Essendo molto religioso, si è fatto tatuare molte raffigurazioni sacre sul corpo e una di queste sulla schiena recita così: “Rise above it, no matter what life throws at you. And also, you know, Jesus rose from the grave” (Alzati, qualsiasi cosa la vita ti riservi. Infondo anche Gesù si è alzato dalla tomba). Proprio nel 2008 con la McLaren, Lewis fu vittima di striscioni razzisti e magliette offensive per il colore della sua pelle, esibiti dalla tifoseria del suo ex compagno di gara Fernando Alonso e in seguito a questo episodio la F.I.A (Federazione Internazionale dell’Automobile) dette vita ad una campagna contro il razzismo denominata “Racing Against Racism”. Forse fu proprio questo episodio che provocò in lui una voglia di riscatto e di urlare al mondo che tutti gli esseri umani di qualsiasi colore sono uguali davanti a Dio.

Dopo l’uccisione dell’afroamericano George Floyd avvenuta nel maggio scorso durante un fermo da parte di un poliziotto, Lewis si è unito e ha sostenuto il movimento “Black Lives Matter” manifestando in piazza a Londra insieme a migliaia di cittadini ed indossando magliette con scritte antirazziste che poi ha indossato sui vari podi.

Si tratta di un movimento di protesta americano nato per contrastare il razzismo e le prevaricazioni della polizia sulla popolazione afroamericana.
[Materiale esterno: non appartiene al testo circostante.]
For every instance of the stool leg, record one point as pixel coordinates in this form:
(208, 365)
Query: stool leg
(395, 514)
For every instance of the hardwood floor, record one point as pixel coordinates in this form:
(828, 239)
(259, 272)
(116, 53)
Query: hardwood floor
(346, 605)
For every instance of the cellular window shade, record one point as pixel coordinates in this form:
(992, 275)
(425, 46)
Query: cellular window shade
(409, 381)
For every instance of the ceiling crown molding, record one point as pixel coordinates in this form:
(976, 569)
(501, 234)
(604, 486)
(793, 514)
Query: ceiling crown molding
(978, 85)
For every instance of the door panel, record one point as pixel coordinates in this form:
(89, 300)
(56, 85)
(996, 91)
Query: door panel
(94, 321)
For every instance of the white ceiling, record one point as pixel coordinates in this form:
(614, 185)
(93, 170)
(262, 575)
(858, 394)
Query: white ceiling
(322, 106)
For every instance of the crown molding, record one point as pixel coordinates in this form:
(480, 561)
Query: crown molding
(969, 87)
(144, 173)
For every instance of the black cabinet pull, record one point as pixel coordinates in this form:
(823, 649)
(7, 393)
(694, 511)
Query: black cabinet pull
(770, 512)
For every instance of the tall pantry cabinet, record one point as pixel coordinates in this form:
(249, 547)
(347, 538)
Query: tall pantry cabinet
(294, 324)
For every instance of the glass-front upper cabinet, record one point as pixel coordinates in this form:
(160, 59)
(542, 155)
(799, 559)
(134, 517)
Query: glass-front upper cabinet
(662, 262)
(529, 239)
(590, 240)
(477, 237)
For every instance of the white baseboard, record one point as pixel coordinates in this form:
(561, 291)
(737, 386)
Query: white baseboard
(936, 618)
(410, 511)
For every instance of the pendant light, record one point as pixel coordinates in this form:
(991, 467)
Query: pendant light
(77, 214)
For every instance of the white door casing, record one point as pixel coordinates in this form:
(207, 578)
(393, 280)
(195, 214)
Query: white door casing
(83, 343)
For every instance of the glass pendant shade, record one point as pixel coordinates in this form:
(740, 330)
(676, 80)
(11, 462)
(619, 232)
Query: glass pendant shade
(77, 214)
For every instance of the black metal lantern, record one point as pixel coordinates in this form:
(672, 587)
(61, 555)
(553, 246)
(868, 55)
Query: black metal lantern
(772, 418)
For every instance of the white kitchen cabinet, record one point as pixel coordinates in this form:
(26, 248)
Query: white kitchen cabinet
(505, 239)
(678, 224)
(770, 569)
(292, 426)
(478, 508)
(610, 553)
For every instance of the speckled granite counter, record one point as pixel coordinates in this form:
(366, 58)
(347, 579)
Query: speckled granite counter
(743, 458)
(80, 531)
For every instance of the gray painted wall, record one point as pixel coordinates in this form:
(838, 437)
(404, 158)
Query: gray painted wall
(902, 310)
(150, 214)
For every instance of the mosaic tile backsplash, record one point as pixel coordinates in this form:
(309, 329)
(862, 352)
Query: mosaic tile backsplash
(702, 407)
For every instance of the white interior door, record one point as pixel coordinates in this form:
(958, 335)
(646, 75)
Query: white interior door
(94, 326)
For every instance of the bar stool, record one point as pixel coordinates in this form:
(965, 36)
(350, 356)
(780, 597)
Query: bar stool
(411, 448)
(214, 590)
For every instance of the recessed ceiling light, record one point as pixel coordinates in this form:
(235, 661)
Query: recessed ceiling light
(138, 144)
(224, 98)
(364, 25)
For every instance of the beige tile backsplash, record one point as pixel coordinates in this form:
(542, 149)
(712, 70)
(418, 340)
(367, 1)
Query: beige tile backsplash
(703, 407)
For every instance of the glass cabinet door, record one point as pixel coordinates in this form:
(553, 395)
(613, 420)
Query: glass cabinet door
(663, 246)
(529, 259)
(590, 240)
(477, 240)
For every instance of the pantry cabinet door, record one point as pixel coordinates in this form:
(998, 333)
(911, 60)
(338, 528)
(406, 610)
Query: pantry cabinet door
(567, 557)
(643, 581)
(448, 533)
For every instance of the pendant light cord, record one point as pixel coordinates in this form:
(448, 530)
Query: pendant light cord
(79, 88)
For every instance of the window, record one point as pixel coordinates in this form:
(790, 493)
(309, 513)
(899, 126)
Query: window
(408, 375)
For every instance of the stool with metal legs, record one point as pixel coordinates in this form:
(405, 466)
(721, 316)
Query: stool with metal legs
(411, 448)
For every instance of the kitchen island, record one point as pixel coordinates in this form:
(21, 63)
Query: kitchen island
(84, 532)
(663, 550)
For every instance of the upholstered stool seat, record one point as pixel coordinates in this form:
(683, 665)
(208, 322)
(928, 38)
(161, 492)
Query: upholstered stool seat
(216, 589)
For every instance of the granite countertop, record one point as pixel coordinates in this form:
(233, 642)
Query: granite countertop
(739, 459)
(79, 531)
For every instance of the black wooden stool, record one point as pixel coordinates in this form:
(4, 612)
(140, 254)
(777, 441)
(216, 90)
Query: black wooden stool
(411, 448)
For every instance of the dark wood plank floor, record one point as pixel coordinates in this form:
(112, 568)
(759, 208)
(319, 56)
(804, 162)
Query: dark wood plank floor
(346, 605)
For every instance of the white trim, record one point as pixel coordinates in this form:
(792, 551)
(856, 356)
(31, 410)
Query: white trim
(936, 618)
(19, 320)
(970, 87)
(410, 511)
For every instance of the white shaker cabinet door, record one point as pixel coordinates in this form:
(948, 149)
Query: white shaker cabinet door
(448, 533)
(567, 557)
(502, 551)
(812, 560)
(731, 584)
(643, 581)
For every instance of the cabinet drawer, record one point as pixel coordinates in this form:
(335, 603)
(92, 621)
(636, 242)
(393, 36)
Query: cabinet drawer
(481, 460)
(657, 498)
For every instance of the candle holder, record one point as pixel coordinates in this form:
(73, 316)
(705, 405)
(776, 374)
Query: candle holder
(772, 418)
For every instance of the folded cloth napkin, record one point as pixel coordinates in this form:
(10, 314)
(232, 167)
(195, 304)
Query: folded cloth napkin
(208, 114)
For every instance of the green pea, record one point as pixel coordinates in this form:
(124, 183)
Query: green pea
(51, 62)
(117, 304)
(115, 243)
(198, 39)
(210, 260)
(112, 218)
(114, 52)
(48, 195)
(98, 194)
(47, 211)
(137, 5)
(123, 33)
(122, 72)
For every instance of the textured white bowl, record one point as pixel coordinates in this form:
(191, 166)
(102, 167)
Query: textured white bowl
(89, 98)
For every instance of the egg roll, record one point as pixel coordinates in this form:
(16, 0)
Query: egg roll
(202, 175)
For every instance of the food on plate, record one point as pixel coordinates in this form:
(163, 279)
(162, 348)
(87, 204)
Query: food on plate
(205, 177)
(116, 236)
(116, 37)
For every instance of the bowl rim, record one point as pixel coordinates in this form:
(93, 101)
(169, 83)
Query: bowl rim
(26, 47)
Di questo movimento Lewis è diventato un convinto sostenitore e proprio dopo l’episodio di Floyd, nell’ambiente della F1, ha cercato di smuovere più coscienze possibili, ma non senza difficoltà, poiché a suo dire molti hanno preferito non prendere posizione e addirittura voltarsi dall’altra parte. Dopo essersi dichiarato deluso e arrabbiato per questo tipo di reazione, ha avuto invece l’appoggio ed il sostegno di alcuni suoi colleghi come Giovinazzi, Leclerc, Russel e Norris. Da quel momento, più di una volta prima della partenza, i piloti hanno intrapreso una sorta di protesta silenziosa e pacifica inginocchiandosi in segno di rispetto e solidarietà alle vittime. Ovviamente la cosa ha suscitato qualche polemica da parte della F.I.A che però non ha ritenuto necessario prendere provvedimenti in merito.  

Ciò che rende Hamilton un personaggio unico è proprio l’esporsi senza aver timore di essere criticato e giudicato, mettendoci la faccia pur di far sentire a tutti i costi la propria voce. Lewis ha dichiarato infatti che “i successi in pista sono sì importanti, ma le battaglie fuori dalla pista contro il razzismo e le disuguaglianze non sono situazioni che si possono paragonare”.

Quando i semafori rossi dello start si spengono e i motori urlano, non sento più nulla, come se scendesse il silenzio.